Name und Symbol einer physikalischen Größe sollen keinen Bezug zu einer bestimmten Einheit herstellen. Bezeichnungen wie „Literleistung“ sind zu vermeiden.

Verbreitung und Verwendung

Das SI ist in der ganzen Welt verbreitet. In den meisten Industrieländern ist sein Gebrauch für den amtlichen und geschäftlichen Verkehr gesetzlich vorgeschrieben. Ausnahme unter den Industriestaaten sind die USA, wo das SI zwar gilt, im amtlichen und geschäftlichen Verkehr aber auch das angloamerikanische Maßsystem (customary units) zugelassen ist.

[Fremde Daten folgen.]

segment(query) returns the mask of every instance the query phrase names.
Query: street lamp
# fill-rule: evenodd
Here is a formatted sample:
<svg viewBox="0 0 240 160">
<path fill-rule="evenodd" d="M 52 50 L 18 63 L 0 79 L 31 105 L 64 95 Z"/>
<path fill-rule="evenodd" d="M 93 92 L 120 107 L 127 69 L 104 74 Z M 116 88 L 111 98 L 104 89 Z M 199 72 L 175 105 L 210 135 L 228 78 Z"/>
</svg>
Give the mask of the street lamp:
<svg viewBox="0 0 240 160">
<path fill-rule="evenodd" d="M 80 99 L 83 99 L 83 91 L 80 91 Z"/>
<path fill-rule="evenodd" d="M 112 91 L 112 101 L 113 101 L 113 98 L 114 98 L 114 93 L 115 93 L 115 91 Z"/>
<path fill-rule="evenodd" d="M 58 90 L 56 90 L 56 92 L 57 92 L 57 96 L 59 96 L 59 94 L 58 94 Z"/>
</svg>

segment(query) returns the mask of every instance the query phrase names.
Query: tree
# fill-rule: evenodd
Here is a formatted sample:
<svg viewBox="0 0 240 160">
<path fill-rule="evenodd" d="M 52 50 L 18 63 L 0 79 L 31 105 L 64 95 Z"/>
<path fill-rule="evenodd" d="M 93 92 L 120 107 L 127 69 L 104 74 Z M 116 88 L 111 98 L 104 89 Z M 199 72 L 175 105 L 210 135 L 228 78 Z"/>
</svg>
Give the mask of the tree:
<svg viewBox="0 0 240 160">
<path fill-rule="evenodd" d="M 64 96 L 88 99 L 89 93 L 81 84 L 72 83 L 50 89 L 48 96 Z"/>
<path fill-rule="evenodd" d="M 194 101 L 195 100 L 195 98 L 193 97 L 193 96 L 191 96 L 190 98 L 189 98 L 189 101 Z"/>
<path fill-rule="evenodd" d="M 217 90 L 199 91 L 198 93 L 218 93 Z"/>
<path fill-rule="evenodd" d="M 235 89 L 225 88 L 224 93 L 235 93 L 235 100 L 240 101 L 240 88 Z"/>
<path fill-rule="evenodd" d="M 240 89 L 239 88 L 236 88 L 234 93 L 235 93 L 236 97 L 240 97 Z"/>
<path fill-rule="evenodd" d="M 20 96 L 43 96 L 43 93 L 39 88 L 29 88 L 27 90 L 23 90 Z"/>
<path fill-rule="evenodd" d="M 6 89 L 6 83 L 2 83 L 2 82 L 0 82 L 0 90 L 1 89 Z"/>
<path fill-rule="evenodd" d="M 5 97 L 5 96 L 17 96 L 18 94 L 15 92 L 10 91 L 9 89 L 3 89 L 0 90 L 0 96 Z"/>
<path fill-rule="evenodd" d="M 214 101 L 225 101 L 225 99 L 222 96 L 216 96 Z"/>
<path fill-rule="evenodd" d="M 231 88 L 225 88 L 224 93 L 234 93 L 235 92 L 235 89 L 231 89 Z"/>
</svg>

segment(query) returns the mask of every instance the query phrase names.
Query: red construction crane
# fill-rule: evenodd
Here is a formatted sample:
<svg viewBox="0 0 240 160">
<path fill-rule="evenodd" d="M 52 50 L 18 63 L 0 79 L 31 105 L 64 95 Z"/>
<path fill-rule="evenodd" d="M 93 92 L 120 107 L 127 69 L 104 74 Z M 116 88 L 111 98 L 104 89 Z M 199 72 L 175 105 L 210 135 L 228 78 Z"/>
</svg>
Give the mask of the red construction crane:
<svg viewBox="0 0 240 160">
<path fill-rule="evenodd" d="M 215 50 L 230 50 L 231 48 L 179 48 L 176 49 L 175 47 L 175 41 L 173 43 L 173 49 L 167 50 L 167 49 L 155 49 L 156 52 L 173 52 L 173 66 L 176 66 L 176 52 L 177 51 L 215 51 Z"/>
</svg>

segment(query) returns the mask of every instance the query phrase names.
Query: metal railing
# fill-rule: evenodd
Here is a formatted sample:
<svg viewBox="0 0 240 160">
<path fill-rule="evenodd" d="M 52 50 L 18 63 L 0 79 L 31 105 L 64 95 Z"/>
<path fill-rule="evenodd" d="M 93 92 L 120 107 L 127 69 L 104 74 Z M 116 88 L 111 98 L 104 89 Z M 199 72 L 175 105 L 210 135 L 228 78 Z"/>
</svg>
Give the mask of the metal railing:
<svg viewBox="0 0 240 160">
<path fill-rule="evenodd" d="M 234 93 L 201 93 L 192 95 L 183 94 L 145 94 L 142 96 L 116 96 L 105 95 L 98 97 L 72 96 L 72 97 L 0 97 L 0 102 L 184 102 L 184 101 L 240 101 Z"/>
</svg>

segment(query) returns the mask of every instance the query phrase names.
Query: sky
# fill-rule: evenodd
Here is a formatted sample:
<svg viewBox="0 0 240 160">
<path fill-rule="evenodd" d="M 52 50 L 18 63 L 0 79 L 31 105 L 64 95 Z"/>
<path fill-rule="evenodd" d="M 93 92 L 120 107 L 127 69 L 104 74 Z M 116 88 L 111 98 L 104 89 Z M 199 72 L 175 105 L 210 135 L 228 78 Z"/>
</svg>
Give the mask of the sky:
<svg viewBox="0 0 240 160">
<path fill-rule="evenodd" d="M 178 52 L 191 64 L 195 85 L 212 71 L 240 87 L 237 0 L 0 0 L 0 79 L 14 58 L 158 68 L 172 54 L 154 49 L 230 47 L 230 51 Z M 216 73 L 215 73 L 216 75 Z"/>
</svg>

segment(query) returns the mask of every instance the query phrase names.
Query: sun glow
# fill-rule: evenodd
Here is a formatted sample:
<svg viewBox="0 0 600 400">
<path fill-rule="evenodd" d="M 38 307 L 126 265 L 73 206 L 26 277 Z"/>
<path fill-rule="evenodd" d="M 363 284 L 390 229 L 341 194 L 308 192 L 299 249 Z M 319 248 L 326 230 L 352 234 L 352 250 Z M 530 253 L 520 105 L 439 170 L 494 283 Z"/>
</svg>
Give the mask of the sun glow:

Neben den SI-Einheiten werden oft weitere Einheiten verwendet, die keine SI-Einheiten sind. Das Internationale Büro für Maß und Gewicht (BIPM) definiert selbst eine Reihe von Einheiten, die „zur Verwendung mit dem SI zugelassen“ sind, z. B. Hektar, Liter, Minute, Stunde und Winkelgrad. Darüber hinaus gibt es landesspezifisch weitere gesetzlich zugelassene Einheiten, meist für spezielle Zwecke. In der Europäischen Union und der Schweiz sind dies z. B. Tex und Dioptrie.

In einigen Bereichen sind vom SI abweichende Einheiten gebräuchlich und meist auch amtlich zugelassen: In der Schiff- und Luftfahrt werden nicht-SI-konforme Einheiten für Flughöhe (Fuß), Entfernungen (Seemeile) und Geschwindigkeiten (Knoten) verwendet. In Teilgebieten der Physik sind unterschiedliche natürliche Einheiten gebräuchlich, in der Elektrodynamik teilweise noch das Gauß’sche CGS-System.

Zuständigkeiten und Normen

Internationale Regelungen

Für internationale Regelungen zum SI sind das Internationale Büro für Maß und Gewicht (Bureau International des Poids et Mesures, BIPM) und dessen Generalkonferenz für Maß und Gewicht (Conférence Générale des Poids et Mesures, CGPM) zuständig. Als Referenz-Regelwerk gilt die vom BIPM auf Französisch und Englisch publizierte Broschüre Le Système international d’unités – deutsch kurz als „die SI-Broschüre“ bezeichnet. Die 9. Auflage der SI-Broschüre erschien 2019.

Nationale Umsetzung

Für die nationale Umsetzung des SI sind meist die metrologischen Staatsinstitute zuständig. Dies sind zum Beispiel

Normen

Die Inhalte des SI sind in internationalen und nationalen Normen enthalten:

  • ISO/IEC 80000, gemeinsame Norm von ISO und IEC, national übernommen als
    • DIN EN ISO 80000-1 (Deutschland)
    • OENORM EN ISO 80000-1 (Österreich)
    • SN EN ISO 80000-1 (Schweiz)
  • DIN 1301

Gesetzliche Regelungen

Eine Anwendungspflicht des SI entsteht erst durch Gesetze oder Rechtsprechung einzelner Staaten.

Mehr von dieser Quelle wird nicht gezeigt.